やはり興味なさげにデザートを食べているエヴァンジェリンを見ると、彼女はまたしても親指を、ぐっ、と立てた。
生やしただけではなく、男性としても機能しているらしい。
「ギュンター様の初めてをすべていただくことができるなんて、わたくし……わたくし、考えただけでどうにかなってしまいますわぁあああああああああぁああああああああああああ!」
ギュン子は逃げ出そうとした。
しかし、恐怖のせいかうまく動けず、その場に転んでしまう。
スカートを正したクリーが指をぱちん、と鳴らすと、数名の男女が現れ、ギュン子を担ぐ。

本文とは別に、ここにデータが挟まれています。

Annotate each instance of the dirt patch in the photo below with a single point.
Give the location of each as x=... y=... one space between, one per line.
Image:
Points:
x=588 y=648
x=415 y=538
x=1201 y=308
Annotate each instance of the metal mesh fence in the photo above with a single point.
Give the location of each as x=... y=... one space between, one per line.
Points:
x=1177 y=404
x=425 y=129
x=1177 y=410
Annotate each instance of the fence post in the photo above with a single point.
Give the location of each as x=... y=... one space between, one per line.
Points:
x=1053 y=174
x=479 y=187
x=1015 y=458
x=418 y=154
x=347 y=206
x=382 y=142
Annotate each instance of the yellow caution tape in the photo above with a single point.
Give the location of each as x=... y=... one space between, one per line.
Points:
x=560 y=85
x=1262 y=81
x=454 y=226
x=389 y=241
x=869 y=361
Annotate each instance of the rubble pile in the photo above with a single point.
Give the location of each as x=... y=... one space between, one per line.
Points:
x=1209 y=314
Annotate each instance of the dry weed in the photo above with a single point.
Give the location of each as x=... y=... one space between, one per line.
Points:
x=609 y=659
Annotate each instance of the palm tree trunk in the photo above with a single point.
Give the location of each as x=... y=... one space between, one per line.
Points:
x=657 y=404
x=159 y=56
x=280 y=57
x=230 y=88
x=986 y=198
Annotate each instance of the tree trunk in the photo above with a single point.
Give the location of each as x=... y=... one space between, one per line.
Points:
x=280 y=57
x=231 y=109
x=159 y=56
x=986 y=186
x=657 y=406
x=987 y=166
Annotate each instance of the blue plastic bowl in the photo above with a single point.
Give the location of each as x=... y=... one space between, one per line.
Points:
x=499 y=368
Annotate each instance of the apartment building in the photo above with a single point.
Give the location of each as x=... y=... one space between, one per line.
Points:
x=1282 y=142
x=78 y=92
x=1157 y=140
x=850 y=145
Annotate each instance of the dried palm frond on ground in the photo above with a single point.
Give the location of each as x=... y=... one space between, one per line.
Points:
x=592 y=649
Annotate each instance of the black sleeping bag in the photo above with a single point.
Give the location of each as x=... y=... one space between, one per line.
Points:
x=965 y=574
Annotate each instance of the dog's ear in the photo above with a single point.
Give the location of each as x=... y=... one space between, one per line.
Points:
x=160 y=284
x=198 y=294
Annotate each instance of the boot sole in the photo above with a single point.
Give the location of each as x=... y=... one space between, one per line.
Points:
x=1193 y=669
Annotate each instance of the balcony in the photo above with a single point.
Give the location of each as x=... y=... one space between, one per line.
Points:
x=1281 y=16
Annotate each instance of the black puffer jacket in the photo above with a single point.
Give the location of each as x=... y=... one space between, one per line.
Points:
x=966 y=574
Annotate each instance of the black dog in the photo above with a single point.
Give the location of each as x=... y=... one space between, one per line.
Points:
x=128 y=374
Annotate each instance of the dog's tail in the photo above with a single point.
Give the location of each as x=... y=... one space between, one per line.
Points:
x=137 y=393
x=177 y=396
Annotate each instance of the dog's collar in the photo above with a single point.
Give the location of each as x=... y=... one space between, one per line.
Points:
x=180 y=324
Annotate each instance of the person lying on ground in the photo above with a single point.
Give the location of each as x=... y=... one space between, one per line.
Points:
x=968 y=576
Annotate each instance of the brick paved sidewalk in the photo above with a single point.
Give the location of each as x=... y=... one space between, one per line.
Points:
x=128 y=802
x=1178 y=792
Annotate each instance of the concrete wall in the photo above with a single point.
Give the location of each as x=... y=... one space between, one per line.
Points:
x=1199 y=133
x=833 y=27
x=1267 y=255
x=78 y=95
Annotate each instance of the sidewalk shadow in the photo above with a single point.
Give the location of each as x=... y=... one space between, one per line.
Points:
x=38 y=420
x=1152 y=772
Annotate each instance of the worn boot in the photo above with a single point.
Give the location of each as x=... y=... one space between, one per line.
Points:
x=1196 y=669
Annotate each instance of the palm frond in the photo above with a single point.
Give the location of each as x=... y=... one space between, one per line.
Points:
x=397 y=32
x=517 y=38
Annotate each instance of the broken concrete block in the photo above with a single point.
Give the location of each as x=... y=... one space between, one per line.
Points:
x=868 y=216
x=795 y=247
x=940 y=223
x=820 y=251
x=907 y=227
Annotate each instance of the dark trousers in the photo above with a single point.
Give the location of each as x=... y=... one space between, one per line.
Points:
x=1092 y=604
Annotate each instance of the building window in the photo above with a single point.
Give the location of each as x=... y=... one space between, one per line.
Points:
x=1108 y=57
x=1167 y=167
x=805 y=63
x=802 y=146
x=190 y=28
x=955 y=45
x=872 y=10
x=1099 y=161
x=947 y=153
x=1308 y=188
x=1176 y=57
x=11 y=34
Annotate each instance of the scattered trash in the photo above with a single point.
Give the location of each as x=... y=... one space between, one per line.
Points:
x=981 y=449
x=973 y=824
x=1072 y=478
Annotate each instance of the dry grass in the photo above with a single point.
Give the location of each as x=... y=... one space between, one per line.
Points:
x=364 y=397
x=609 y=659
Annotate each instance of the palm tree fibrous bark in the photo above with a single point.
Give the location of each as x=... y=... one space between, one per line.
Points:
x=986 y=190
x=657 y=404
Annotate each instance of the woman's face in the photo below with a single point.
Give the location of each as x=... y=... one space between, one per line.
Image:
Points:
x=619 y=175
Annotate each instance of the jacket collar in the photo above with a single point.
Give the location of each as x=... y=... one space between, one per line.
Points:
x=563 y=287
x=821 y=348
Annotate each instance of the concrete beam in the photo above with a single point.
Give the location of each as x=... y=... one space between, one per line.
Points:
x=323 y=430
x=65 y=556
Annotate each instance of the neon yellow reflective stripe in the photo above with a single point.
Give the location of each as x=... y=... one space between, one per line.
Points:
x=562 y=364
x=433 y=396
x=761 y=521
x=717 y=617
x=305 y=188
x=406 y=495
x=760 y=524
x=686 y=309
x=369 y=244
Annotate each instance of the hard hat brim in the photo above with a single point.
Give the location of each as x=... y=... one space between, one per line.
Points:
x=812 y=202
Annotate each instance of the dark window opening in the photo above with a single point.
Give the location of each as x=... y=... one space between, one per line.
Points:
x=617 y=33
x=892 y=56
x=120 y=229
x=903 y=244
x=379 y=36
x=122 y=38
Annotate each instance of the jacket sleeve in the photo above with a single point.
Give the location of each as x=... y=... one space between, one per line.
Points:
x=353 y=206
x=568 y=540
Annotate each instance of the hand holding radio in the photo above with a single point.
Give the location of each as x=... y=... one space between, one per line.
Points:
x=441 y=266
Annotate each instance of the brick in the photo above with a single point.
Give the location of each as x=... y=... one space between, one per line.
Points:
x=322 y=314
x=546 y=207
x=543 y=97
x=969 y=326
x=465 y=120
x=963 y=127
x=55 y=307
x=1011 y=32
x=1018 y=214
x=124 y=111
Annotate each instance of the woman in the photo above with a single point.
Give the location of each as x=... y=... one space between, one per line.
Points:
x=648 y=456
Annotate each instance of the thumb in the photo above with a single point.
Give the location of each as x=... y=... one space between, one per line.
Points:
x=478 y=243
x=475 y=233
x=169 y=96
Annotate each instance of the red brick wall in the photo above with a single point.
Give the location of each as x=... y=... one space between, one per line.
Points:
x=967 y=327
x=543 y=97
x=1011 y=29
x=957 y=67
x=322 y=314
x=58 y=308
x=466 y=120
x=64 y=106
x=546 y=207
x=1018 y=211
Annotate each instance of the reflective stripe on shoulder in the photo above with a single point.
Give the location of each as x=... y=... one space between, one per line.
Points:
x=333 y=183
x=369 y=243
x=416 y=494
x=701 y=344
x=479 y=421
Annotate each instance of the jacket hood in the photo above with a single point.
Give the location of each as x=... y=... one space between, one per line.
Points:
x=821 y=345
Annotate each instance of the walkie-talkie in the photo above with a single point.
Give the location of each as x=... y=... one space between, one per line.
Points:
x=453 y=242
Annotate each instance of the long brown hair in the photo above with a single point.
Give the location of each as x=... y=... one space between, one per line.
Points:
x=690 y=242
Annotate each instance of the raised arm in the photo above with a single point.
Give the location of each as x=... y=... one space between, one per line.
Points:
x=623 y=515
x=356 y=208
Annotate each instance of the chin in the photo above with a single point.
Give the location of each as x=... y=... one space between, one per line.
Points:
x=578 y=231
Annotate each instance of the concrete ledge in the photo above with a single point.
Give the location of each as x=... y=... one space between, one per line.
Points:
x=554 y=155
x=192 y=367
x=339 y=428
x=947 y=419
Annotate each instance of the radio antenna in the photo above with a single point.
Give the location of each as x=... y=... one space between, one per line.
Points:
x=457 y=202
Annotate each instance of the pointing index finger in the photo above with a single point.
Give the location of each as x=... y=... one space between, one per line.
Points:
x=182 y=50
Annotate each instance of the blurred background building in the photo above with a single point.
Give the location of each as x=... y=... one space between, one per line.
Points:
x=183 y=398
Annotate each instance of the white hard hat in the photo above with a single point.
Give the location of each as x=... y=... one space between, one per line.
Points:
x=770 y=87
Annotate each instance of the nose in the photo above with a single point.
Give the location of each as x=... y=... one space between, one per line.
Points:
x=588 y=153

「ま、待ちたまえ、君たちは僕の部下だろう? なぜママの言うことを聞く!?」
「私たちはクリー様に忠誠を誓っております!」
「この数時間の間になにがあったのかなぁあああああああああああああ!?」
ギュン子が助けを求めるように周囲を見渡すも、誰もが関わりたくないと言わんばかりに視線を逸らした。
「サム!」
「お幸せに!」
「そんな馬鹿なぁあああああああああああああああああああああああああ!」
サムにできたことは、知ったことではないと笑顔で送り出すだけだった。
「可愛がってあげますわ、ギュンター様! いえ、ギュン子様!」
「は、話し合おう! さすがに無理だ! あんなに大きいの――壊れちゃうぅううううううううううううううううううううう!」
悲鳴を上げるギュン子だが、抵抗虚しく連れて行かれてしまった。
これから行われることを想像し、サムはギュン子のために十字を切った。
せめてこのくらいはしてあげよう。
「それでは、皆様、お騒がせ致しました。引き続き、パーティーをお楽しみくださいませ」
今までの恐ろしさを消し、礼儀正しく礼をして会場を出ていくクリー。
しばらくの静寂が会場を包んだ。
すると、
「――うむ! 見事なビンビンである!」
と、なぜかクライドが絶賛し、貴族たちが拍手をはじめた。
中には涙さえ流す者までいる。
クリーの凶行を誤魔化そうとしているのか、それとも本気で感動しているのかサムにはわからなかったし、わかりたくもなかった。
「なあ、サム」
「ゾーイ?」
いつの間にか、隣に立っていたゾーイが震えながら言う。
「あの娘なら、真なる魔王を名乗る魔族たちでさえ勝てない気がするのだが」
「かもねー」
「スカイ王国って怖い国だな」
「そだね」
眉を寄せてそんなことを呟くゾーイに、サムは投げやりに返事をすることしかできなかった。
◆
翌日、身体中を充実させ艶々したクリーと、そんな彼女と腕を組み絶望に包まれたギュン子が見かけられたのだが、ふたりになにがあったのか追求しようとした者は誰一人としていなかった。
後に、この日の出来事は、イグナーツ公爵家の子孫によって舞台の演目に加わるのだった。